Baby, It's Cold Inside
by grimmfeather
Summary: "But Shizuo refused to feel guilty in the slightest. He was already doing the flea a favor. Pigs should be sprouting wings and taking flight. Hell should be freezing over and bristling with icicles—which wasn't such a stretch, really, considering the freak snowstorm that was currently blanketing Tokyo." Rated T for (Shizuo's) language. One-shot.


This fic was partly inspired by my experiences living in Japan. On winter mornings, it was less than 15 degrees Celsius inside the house where I lived. Our classrooms had no heat until late November. Brrrr!

**Your friendly neighborhood disclaimer**: I own neither _Durarara_ nor its characters. If I did, there would be more drama CDs and more group outings to Russia Sushi. All I own are the words on the page and the ideas in my head.

. . . . .

Shizuo stomped down the dark hallway of a certain Shinjuku apartment building, his boots tracking a trail of melting snow across the imported tile all the way from the elevator doors to the threshold of Izaya's loft. The hallway was lit only by the dim emergency lights powered by the building's backup generator, but Shizuo tread this same path often enough that he didn't need to worry about tripping over any fine furnishings in the darkness—although smashing one of the celadon vases and its spindly little side table into smithereens might have helped to marginally brighten his decidedly sour mood.
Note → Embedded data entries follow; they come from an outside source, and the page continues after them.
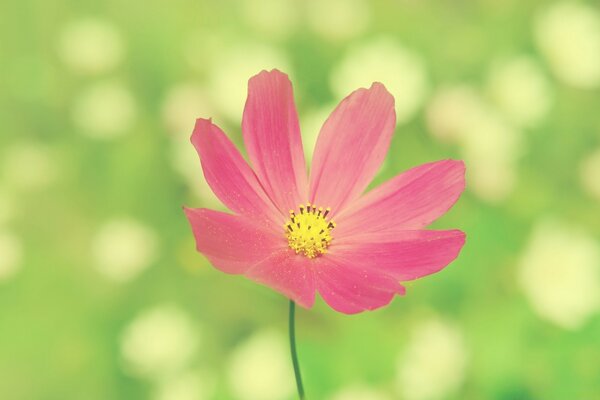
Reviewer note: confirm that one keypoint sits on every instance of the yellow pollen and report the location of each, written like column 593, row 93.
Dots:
column 309, row 231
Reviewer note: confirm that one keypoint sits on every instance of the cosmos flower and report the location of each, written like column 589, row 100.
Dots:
column 301, row 234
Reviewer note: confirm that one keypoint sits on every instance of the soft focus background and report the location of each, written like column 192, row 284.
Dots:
column 102, row 295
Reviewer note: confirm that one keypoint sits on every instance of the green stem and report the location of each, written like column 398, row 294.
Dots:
column 292, row 327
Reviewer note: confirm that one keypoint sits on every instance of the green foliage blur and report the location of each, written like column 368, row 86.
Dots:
column 102, row 294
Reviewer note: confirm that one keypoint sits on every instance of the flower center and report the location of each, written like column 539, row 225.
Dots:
column 309, row 232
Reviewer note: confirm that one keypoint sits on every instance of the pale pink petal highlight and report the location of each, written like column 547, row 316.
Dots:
column 272, row 137
column 411, row 200
column 230, row 177
column 288, row 273
column 404, row 255
column 232, row 243
column 350, row 288
column 351, row 147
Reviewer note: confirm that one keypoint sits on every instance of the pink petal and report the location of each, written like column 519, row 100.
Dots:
column 272, row 136
column 351, row 147
column 230, row 177
column 232, row 243
column 288, row 273
column 403, row 255
column 411, row 200
column 350, row 288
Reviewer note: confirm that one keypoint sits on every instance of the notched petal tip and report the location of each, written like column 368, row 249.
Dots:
column 273, row 74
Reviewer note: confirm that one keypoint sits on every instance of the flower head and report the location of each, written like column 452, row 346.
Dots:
column 282, row 231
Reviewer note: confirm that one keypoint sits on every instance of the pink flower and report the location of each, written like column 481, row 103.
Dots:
column 282, row 233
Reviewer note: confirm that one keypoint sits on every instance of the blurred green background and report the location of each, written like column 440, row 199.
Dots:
column 102, row 295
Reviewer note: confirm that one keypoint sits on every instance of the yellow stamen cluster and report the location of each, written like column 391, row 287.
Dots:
column 309, row 232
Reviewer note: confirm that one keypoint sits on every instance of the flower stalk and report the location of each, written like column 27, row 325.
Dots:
column 292, row 330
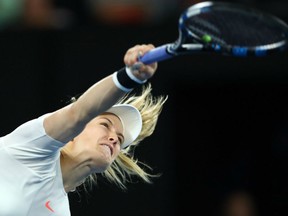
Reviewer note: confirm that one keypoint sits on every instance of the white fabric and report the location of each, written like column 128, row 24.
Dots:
column 30, row 173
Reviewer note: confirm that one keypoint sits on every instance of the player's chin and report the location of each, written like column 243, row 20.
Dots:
column 102, row 164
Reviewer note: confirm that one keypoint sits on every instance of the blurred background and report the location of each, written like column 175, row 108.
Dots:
column 221, row 143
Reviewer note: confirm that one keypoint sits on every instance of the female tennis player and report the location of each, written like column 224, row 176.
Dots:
column 45, row 158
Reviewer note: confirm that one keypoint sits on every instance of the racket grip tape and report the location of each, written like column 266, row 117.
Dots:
column 125, row 80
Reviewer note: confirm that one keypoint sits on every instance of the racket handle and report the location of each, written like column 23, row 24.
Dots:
column 155, row 55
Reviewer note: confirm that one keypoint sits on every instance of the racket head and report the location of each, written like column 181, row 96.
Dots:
column 231, row 29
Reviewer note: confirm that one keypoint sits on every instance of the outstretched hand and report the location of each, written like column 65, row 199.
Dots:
column 140, row 70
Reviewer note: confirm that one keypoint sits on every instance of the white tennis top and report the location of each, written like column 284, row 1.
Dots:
column 30, row 173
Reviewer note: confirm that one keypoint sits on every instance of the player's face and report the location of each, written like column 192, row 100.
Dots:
column 102, row 139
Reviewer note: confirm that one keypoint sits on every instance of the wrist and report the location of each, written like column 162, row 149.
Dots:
column 125, row 80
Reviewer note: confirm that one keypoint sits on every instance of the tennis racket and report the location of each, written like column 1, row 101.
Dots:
column 223, row 28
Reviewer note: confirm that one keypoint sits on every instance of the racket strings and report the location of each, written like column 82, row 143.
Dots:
column 236, row 28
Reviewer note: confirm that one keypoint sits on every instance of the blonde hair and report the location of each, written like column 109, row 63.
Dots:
column 126, row 165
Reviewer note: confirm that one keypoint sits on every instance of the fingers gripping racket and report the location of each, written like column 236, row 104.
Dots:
column 223, row 28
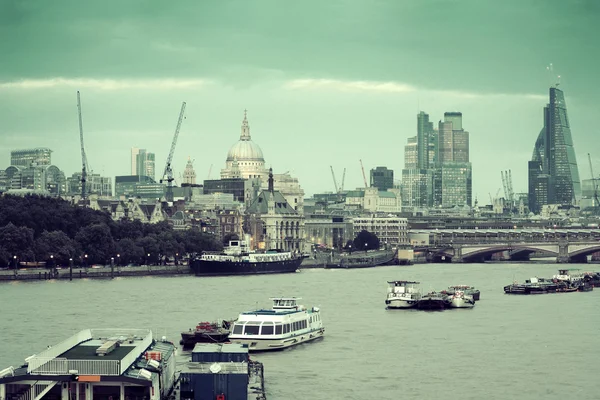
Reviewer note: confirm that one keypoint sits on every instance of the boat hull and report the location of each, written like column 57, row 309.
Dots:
column 401, row 303
column 461, row 302
column 216, row 268
column 362, row 260
column 432, row 304
column 261, row 344
column 189, row 339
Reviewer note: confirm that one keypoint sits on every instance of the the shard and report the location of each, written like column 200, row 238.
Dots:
column 553, row 173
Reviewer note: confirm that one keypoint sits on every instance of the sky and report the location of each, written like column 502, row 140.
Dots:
column 325, row 83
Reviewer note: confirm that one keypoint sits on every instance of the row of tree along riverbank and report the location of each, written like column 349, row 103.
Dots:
column 106, row 272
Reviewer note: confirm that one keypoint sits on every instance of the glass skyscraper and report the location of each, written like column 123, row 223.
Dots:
column 553, row 172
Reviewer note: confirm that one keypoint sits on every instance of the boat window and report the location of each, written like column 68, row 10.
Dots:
column 267, row 328
column 251, row 329
column 237, row 329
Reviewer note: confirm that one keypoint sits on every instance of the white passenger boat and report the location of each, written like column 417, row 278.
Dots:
column 285, row 325
column 403, row 294
column 461, row 300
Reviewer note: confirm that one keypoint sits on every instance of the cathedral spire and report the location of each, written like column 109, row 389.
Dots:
column 245, row 128
column 271, row 180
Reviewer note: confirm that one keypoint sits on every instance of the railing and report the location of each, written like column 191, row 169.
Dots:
column 137, row 351
column 48, row 363
column 52, row 352
column 62, row 366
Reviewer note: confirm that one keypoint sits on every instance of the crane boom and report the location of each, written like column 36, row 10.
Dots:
column 168, row 173
column 334, row 181
column 84, row 166
column 364, row 176
column 594, row 185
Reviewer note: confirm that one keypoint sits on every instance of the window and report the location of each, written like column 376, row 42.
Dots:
column 267, row 328
column 237, row 329
column 252, row 329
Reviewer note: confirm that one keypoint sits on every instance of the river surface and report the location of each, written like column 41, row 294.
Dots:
column 507, row 347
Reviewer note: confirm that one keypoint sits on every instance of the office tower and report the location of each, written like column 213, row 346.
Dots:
column 452, row 177
column 25, row 158
column 134, row 152
column 382, row 178
column 424, row 132
column 553, row 172
column 142, row 163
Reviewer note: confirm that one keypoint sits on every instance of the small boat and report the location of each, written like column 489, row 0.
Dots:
column 360, row 259
column 238, row 259
column 402, row 294
column 466, row 289
column 533, row 286
column 286, row 324
column 433, row 301
column 206, row 332
column 461, row 300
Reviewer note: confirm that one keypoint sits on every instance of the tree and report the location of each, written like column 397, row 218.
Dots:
column 366, row 240
column 228, row 237
column 129, row 252
column 57, row 244
column 16, row 240
column 96, row 241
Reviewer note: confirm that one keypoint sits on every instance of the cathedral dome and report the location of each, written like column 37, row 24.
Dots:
column 245, row 149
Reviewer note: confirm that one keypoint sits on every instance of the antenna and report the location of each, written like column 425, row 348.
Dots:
column 554, row 80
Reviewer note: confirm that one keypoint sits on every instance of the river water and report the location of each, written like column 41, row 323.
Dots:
column 507, row 347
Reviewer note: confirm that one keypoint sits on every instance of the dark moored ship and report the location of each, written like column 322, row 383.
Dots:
column 360, row 259
column 206, row 332
column 236, row 259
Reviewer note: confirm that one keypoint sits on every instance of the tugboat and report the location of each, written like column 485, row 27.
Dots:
column 433, row 301
column 286, row 324
column 206, row 332
column 402, row 294
column 533, row 286
column 466, row 289
column 359, row 259
column 237, row 259
column 461, row 300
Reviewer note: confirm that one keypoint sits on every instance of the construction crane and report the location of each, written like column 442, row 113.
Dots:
column 511, row 193
column 168, row 173
column 595, row 203
column 337, row 191
column 504, row 184
column 364, row 176
column 84, row 164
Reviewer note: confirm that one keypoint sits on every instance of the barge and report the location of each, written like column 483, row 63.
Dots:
column 95, row 364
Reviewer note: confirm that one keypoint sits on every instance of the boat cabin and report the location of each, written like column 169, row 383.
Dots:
column 285, row 303
column 402, row 286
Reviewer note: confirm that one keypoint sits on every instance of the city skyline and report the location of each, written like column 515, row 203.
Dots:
column 311, row 109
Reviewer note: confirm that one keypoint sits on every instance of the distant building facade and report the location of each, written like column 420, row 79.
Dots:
column 553, row 170
column 382, row 178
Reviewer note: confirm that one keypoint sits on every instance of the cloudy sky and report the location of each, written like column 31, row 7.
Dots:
column 325, row 82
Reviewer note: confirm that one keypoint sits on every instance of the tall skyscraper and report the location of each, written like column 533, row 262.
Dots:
column 189, row 175
column 134, row 152
column 553, row 172
column 424, row 132
column 452, row 178
column 382, row 178
column 142, row 163
column 25, row 158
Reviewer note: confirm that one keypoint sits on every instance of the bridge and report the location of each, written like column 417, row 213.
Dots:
column 567, row 246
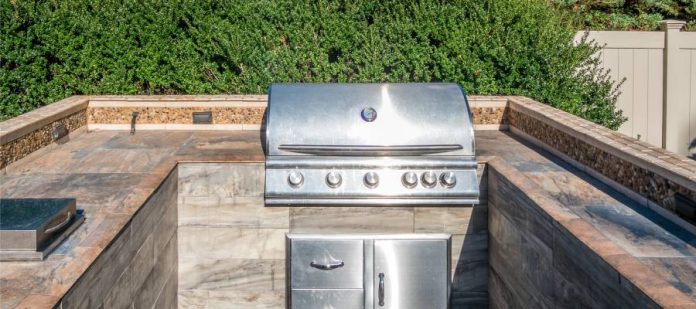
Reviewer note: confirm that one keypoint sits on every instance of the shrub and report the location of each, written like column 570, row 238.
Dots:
column 53, row 49
column 628, row 14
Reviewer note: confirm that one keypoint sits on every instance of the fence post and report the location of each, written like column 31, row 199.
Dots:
column 675, row 131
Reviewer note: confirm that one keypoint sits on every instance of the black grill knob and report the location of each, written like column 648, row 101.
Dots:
column 429, row 179
column 448, row 179
column 409, row 179
column 333, row 179
column 295, row 179
column 371, row 179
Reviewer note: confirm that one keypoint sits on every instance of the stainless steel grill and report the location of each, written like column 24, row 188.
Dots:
column 369, row 144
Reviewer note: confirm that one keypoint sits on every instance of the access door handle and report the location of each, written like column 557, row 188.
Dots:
column 326, row 266
column 380, row 293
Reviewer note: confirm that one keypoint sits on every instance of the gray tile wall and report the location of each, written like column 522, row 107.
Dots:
column 139, row 268
column 232, row 248
column 536, row 263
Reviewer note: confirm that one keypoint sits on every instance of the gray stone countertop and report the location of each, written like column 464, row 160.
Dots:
column 112, row 173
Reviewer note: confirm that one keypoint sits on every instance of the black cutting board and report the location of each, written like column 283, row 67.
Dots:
column 33, row 213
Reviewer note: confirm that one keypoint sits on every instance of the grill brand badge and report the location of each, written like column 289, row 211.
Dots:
column 368, row 114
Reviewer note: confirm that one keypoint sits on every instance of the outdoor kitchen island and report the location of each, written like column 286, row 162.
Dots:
column 180, row 214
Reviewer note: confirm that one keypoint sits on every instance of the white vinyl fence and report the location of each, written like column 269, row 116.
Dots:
column 659, row 92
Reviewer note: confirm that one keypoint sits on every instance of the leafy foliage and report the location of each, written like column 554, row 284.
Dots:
column 53, row 49
column 628, row 14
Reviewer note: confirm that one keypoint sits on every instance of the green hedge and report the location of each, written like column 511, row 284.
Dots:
column 53, row 49
column 628, row 14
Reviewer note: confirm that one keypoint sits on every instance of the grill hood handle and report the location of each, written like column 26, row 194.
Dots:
column 368, row 150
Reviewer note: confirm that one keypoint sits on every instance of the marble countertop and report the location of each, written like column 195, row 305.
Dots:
column 112, row 173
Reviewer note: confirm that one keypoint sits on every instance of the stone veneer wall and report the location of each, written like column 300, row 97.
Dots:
column 30, row 132
column 651, row 172
column 542, row 256
column 139, row 268
column 232, row 248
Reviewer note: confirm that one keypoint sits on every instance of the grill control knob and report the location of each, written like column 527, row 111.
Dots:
column 448, row 179
column 409, row 179
column 295, row 179
column 333, row 179
column 371, row 179
column 429, row 179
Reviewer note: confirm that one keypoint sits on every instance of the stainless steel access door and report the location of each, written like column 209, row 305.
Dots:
column 411, row 273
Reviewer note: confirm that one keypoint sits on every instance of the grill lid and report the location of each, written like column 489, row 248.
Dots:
column 368, row 120
column 369, row 144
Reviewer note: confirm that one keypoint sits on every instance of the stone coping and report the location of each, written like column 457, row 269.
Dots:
column 24, row 124
column 650, row 171
column 628, row 267
column 647, row 173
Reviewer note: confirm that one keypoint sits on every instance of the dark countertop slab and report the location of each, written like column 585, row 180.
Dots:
column 112, row 173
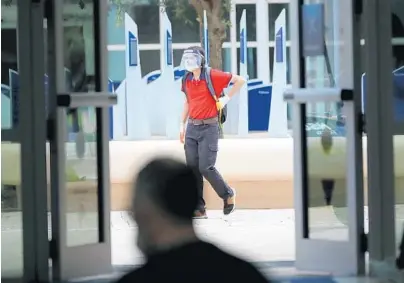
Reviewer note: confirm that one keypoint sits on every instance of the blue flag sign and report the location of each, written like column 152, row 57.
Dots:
column 169, row 49
column 132, row 42
column 279, row 46
column 328, row 189
column 14, row 81
column 206, row 45
column 313, row 30
column 242, row 46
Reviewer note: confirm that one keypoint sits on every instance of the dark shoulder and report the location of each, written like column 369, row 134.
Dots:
column 138, row 275
column 238, row 266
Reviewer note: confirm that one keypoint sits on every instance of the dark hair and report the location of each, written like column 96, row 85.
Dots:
column 172, row 185
column 201, row 51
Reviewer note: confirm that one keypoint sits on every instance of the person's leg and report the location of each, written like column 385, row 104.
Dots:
column 208, row 148
column 192, row 159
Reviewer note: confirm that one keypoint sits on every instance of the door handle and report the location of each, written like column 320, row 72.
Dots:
column 86, row 99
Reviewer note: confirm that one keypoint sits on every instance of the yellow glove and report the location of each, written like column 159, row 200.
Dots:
column 222, row 101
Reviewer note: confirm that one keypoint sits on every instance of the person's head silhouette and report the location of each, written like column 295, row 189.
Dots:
column 165, row 198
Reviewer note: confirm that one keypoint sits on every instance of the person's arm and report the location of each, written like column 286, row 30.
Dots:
column 184, row 115
column 238, row 83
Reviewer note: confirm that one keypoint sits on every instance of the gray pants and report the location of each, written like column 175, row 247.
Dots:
column 201, row 147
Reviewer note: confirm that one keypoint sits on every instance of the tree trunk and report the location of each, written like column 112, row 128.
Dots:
column 217, row 34
column 216, row 28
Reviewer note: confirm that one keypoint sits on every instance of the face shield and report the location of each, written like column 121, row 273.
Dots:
column 191, row 60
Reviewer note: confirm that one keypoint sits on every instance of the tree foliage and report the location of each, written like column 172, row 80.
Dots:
column 217, row 12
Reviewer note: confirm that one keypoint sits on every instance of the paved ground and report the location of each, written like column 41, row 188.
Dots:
column 265, row 236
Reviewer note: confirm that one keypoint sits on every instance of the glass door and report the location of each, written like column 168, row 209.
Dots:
column 384, row 107
column 328, row 137
column 78, row 126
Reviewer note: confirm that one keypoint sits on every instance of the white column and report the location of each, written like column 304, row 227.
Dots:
column 233, row 37
column 89, row 46
column 263, row 68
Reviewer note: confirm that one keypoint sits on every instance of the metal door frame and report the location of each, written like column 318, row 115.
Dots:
column 92, row 259
column 380, row 129
column 308, row 254
column 31, row 134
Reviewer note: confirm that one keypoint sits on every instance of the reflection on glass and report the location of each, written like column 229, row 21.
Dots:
column 251, row 20
column 11, row 214
column 399, row 186
column 11, row 210
column 274, row 9
column 150, row 61
column 327, row 156
column 183, row 23
column 81, row 146
column 397, row 24
column 251, row 62
column 325, row 129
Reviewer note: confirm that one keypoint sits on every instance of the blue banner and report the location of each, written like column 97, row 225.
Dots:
column 279, row 46
column 169, row 49
column 313, row 29
column 242, row 46
column 206, row 45
column 132, row 48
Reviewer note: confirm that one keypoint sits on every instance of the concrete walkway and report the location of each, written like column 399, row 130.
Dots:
column 262, row 236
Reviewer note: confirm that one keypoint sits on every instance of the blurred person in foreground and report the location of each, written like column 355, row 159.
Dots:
column 165, row 198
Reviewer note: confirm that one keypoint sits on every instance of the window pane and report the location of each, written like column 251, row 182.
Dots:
column 177, row 54
column 273, row 13
column 226, row 58
column 271, row 64
column 150, row 60
column 147, row 20
column 184, row 23
column 251, row 62
column 251, row 21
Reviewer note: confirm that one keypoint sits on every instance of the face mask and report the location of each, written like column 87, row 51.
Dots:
column 190, row 66
column 191, row 61
column 143, row 244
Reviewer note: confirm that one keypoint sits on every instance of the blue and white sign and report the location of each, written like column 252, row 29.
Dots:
column 165, row 98
column 133, row 45
column 206, row 37
column 169, row 48
column 132, row 96
column 242, row 47
column 313, row 29
column 242, row 117
column 6, row 118
column 278, row 123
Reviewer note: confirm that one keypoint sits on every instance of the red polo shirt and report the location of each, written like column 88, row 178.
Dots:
column 200, row 102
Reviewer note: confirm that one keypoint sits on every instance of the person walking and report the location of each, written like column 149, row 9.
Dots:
column 201, row 122
column 165, row 197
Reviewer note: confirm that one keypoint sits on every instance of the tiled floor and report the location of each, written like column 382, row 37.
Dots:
column 264, row 236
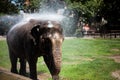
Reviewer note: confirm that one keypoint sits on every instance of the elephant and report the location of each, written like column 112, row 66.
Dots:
column 29, row 40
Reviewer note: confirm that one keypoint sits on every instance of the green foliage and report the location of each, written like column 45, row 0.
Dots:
column 88, row 7
column 7, row 8
column 82, row 59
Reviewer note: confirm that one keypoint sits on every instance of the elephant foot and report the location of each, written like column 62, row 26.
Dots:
column 55, row 77
column 23, row 73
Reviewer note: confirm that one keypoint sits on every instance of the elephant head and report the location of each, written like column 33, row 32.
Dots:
column 47, row 35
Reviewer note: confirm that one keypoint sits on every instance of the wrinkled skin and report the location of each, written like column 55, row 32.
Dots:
column 31, row 40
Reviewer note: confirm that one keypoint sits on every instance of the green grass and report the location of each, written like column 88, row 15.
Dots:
column 82, row 59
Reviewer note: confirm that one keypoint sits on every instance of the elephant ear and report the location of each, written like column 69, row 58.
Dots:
column 35, row 32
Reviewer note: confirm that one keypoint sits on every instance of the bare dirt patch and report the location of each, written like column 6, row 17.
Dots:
column 116, row 58
column 2, row 38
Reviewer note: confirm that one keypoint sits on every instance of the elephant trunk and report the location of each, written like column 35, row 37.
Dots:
column 57, row 59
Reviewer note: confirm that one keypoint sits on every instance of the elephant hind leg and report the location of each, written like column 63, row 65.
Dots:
column 13, row 60
column 22, row 70
column 50, row 64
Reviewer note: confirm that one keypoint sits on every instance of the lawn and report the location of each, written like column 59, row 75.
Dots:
column 82, row 59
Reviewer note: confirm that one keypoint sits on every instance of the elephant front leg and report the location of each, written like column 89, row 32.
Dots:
column 13, row 60
column 22, row 67
column 32, row 64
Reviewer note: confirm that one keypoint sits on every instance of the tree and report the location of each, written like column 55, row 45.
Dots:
column 111, row 11
column 7, row 7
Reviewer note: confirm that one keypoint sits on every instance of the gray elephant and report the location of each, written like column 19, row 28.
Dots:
column 29, row 40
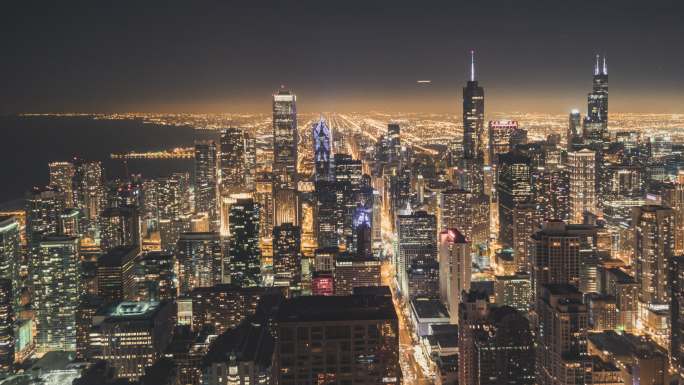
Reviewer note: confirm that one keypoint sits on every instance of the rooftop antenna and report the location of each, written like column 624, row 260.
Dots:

Upon reaching Izaya's door, Shizuo shifted the unwieldy cloth bundle he carried and braced it against his left arm and shoulder. The pile of assorted quilts and blankets and boxes of hand warmers was heavy, but it was light as a feather compared to a vending machine or post box.

Once Shizuo had freed up his right hand, he mashed the doorbell five or six times for good measure before jabbing a finger on the intercom button.

"Oi, Izaya! Open this door _right now_, or I swear to God I'll—wait." He eyed the intercom dubiously. "Does this piece of shit even work when the power's out?"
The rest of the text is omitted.